La corrélation illusoire joue aussi un rôle majeur. « On est frappé par les coïncidences, jamais par les non-coïncidences. Si vous vous réveillez plusieurs fois en pleine nuit et que la lune est pleine, vous finissez par croire qu’il y a un lien, en oubliant toutes les nuits où vous vous êtes levé sans faire attention à la lune ».

 

       En plus de ces mécanismes cognitifs, il y a aussi un facteur narratif très fort », souligne le chercheur. « Ces croyances proposent l’idée qu’il existe quelque chose derrière la réalité scientifique : des forces invisibles, des anges, des extraterrestres. C’est plus séduisant que l’idée d’un monde sans rien derrière. » Les périodes de crise renforcent encore cette attraction. « Pendant le Covid, on a observé une forte augmentation des consultations de voyants et d’astrologues. En situation d’incertitude, ces pratiques donnent une illusion de contrôle : on a l’impression de reprendre la main sur une réalité anxiogène, même si rien n’est scientifiquement fondé », ajoute-t-il.

Audrey Vermorel

 

* Étude Ifop pour Femme Actuelle, réalisé par questionnaire auto-administré en ligne du 10 au 125 novembre 2020 auprès d’un échantillon de 1 007 personnes, représentatif de la population résidant en France métropolitaine âgée de 18 ans et plus.

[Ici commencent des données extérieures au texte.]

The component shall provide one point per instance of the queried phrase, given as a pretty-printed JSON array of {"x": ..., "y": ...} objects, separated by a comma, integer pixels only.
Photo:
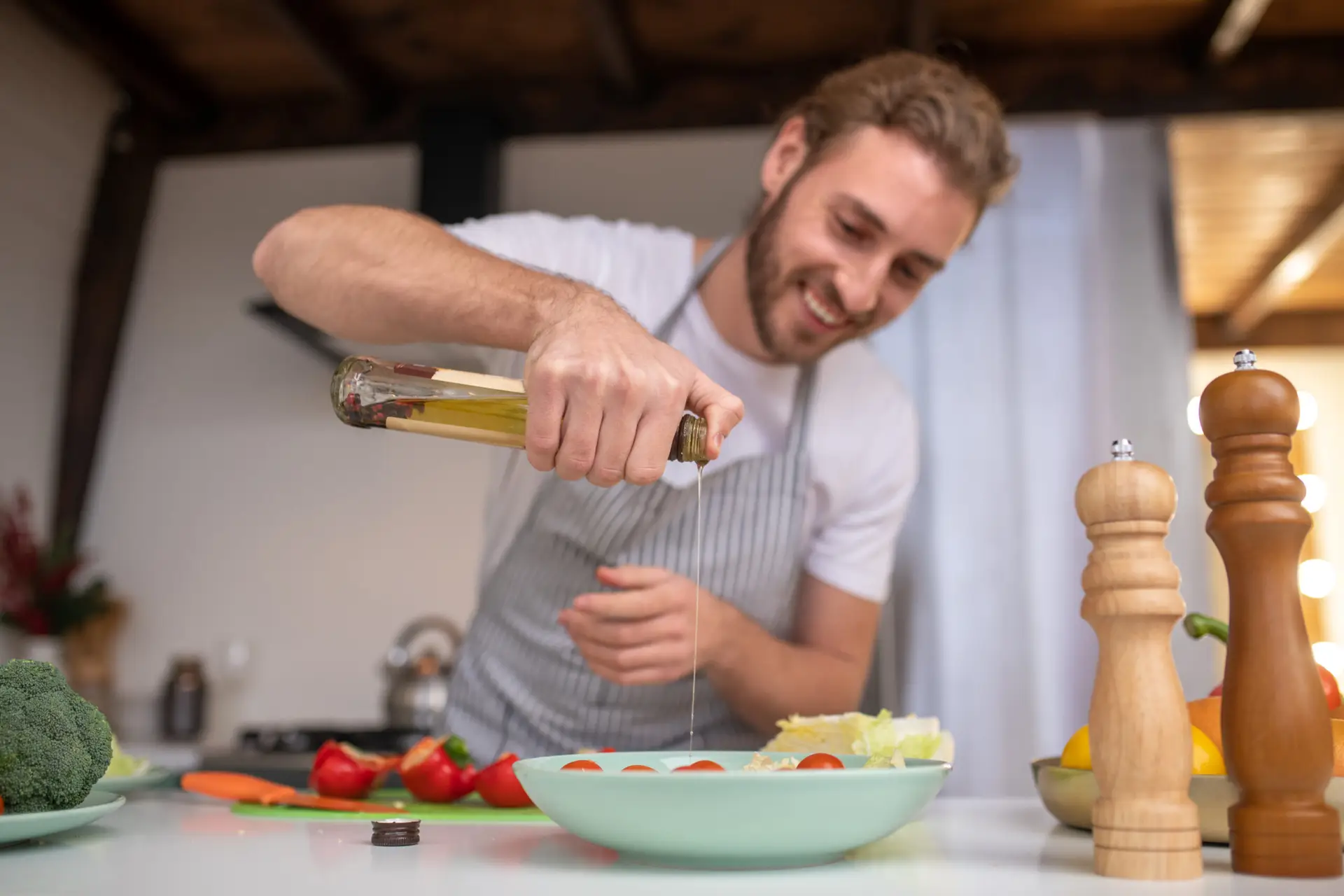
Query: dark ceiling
[{"x": 253, "y": 74}]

** Méfiez-vous de votre cerveau, Pascal Wagner-Egger et Gilles Bellevaut aux éd. 41, 19,90 €


 

Une croyance qui en appelle une autre

 

 

 

 

 

 

 

 

 

 

 

 

Cette sensibilité aux croyances est encore plus marquée lors des crises personnelles et en situation de fragilité : deuil, rupture, échec professionnel. « Dans ces moments-là, on a besoin de réponses, de soutien, et on devient plus vulnérable », explique Pascal Wagner, enseignant-chercheur en psychologie sociale à l’université suisse de Fribourg. On cherche à avoir des réponses positives à nos questionnements pour nous rassurer.

       « C’est exactement ce qu’on observe dans les sectes, mais aussi dans certaines croyances religieuses ou complotistes », analyse-t-il encore. Contrairement à une idée reçue, croire ‶un peu‶ à l’astrologie ou aux cycles de la lune n’est pas toujours anodin. « Le vrai problème, c’est que si vous acceptez une croyance sans preuve suffisante, les autres deviennent plus plausibles, prévient Pascal Wagner. Quelqu’un qui croit à un complot est beaucoup plus susceptible de croire à tous les autres. » À l’heure où les sciences occultes gagnent du terrain, l’enjeu dépasse donc la simple croyance individuelle. Il interroge notre rapport au doute, à la preuve, notre besoin de sens et de réassurance et notre façon de nous informer.